The graves of those killed in terror attacks had pictures of the deceased with the words shaheed [martyr] beneath their faces. There were thousands of pictures, thousands of lives lost. We walked through a corridor of graves and photographs, to a group of women. One of them lost her husband in a bomb blast a few years ago, she hadn’t received any financial support from the state and could no longer afford to send her children to school. “Hazaras were never beggars,” said Haider. “But they’ve made us this way.”
Those left behind
The dire need to rehabilitate and financially support families of the victims was stark at the cemetery. It was only further heightened when we left the graveyard to meet the widows of the men killed in the April attack.
As we drove deep inside Hazara Town, the streets narrowed and the sun began to set. We reached the house of Abid Ali, a vegetable seller. His widow told me that she found out about the blast through the neighbourhood children. She repeatedly called her husband’s cell phone, but no one answered. Her son, Ali Raza, sweetly smiled at us from his mother’s lap, too young to understand death.
A few streets down, in a one-room apartment, Ali Agha, a taxi driver, used to live with his wife and their two daughters. His widow was too distraught to speak to us. The elder daughter, Mahjabeen, said initially they had believed that her father had only been injured. But soon, the hope that he might make it home in time for lunch dissipated. She sat beneath a framed photograph of her father with the word shaheed [martyr] printed on it. The rest of the shelf was full of awards and trophies Mahjabeen and her sister had received for academic excellence. Given the financial burdens they now face, it’s unlikely the girls would continue their education.
Muhammad Isa, a vegetable seller, also lost his life in the attack in the vegetable market. His widow sat with her sons, Aziz Ullah, 12, and Abbas Ali, 9. There was a vacant look in her eyes as she explained that she couldn’t call her husband after hearing about the attack, because her phone credit was finished.
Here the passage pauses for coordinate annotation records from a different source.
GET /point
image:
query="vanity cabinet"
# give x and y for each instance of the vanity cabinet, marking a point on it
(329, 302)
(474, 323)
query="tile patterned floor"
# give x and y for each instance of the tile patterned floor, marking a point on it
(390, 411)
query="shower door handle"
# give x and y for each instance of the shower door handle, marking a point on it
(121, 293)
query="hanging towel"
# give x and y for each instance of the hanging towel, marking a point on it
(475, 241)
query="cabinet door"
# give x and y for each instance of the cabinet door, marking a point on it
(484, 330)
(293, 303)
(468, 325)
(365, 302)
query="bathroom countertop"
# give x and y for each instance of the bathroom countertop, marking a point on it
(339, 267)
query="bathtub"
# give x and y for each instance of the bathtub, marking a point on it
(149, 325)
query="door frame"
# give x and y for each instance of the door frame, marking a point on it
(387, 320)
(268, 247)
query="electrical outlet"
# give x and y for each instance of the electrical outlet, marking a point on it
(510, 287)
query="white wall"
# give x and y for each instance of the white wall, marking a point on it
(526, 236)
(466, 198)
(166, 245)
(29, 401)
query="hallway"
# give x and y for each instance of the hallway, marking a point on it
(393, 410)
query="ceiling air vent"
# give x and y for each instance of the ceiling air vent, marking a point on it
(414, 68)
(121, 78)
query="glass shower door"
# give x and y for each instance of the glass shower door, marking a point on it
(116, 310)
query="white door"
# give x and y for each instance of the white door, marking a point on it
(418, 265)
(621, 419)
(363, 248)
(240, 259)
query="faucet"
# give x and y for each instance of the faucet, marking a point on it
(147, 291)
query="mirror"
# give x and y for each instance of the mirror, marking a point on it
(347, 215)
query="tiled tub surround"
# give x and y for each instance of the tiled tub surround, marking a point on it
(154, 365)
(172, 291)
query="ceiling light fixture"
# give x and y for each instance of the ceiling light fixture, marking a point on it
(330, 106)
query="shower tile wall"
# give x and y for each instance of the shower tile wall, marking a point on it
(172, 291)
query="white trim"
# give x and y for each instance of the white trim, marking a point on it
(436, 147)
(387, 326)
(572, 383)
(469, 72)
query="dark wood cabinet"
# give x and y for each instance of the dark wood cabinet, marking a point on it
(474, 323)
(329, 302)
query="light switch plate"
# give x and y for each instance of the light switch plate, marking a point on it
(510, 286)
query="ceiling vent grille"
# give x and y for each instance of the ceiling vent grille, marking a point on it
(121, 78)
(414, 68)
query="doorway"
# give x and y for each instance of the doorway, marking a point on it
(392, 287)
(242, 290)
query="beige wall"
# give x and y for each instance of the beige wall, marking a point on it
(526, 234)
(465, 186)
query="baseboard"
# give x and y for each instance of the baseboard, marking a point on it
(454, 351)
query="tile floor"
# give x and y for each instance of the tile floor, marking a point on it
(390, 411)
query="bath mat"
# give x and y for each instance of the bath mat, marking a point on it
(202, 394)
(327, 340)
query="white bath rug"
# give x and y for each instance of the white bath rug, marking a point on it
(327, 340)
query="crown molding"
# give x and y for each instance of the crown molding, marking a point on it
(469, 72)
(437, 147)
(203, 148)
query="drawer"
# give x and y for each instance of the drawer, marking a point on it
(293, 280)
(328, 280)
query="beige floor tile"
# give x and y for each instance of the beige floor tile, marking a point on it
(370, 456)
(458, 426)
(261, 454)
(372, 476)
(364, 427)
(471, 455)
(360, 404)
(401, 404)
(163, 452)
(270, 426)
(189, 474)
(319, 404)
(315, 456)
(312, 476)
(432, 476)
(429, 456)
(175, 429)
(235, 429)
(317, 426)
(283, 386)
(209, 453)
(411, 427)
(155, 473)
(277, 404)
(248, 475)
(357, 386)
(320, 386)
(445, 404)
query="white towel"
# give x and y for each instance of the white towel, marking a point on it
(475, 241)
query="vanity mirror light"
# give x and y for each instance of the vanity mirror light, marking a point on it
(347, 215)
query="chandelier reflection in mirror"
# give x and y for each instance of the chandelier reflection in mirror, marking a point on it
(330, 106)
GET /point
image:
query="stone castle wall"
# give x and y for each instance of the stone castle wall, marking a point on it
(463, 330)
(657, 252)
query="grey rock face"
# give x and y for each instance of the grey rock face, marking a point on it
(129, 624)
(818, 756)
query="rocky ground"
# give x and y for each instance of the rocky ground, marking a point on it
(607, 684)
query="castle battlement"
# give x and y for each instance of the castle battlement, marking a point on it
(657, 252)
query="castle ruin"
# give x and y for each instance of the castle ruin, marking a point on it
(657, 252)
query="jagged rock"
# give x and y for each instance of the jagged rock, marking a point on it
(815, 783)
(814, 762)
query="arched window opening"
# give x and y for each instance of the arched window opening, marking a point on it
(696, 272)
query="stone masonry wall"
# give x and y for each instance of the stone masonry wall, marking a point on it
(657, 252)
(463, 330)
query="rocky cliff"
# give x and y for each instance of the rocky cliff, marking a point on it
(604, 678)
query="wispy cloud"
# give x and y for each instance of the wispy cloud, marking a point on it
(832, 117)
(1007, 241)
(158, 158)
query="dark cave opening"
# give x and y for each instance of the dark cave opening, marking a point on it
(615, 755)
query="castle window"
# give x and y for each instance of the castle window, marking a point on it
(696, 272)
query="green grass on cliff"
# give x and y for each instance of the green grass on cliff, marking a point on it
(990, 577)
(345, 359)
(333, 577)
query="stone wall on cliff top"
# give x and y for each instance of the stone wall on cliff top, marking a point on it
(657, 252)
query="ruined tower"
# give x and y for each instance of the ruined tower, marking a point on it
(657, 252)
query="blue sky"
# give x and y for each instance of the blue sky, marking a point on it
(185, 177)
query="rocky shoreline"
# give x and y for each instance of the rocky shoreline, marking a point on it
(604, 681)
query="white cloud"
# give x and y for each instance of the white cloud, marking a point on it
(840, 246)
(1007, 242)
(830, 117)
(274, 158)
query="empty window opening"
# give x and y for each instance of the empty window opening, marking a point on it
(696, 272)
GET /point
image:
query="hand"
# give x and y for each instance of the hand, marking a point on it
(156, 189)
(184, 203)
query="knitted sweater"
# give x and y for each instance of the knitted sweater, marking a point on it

When she finally managed to make the call, a stranger picked up on the other end and told her Isa is wounded and in the hospital. She prayed that her husband of 12 years would survive. Her prayers were left unanswered.
As we drove out of the narrow lanes of Hazara Town, none of us had anything to say. Later I asked Jalila where her courage for being so vocal came from. This was her reply:
Many of those I met — Baloch, Pashtun and Hazara alike — believe the Pakistani state and security agencies do not want peace in Balochistan, that they actively work to maintain instability. Their proof? “What other reason could there be for the state to turn a blind eye to sectarian groups and proxy wars?” they said.
“The state is afraid that if the people of Balochistan aren’t in constant survival mode, we might demand more than basic human rights. For example, we might demand a larger share of the natural resources mined in the province and distributed to the rest of the country,” said Mama Qadeer.
While this opinion is not mine, the prevalence of such opinions highlights the deep rift between the state and the people of Balochistan. Even if this concern sounds implausible, it require redress. It is, after all, the job of the state to heal the wounds of its citizens. Where do we go from here? How does one heal communities that have little to no faith in local and federal institutions, and yet they have nowhere else to place their faith? They feel that the state doesn’t accord them the full rights of citizenship, and yet they have no one to turn to but the state. The people of Quetta are yelling as loud as they can, but no one is listening.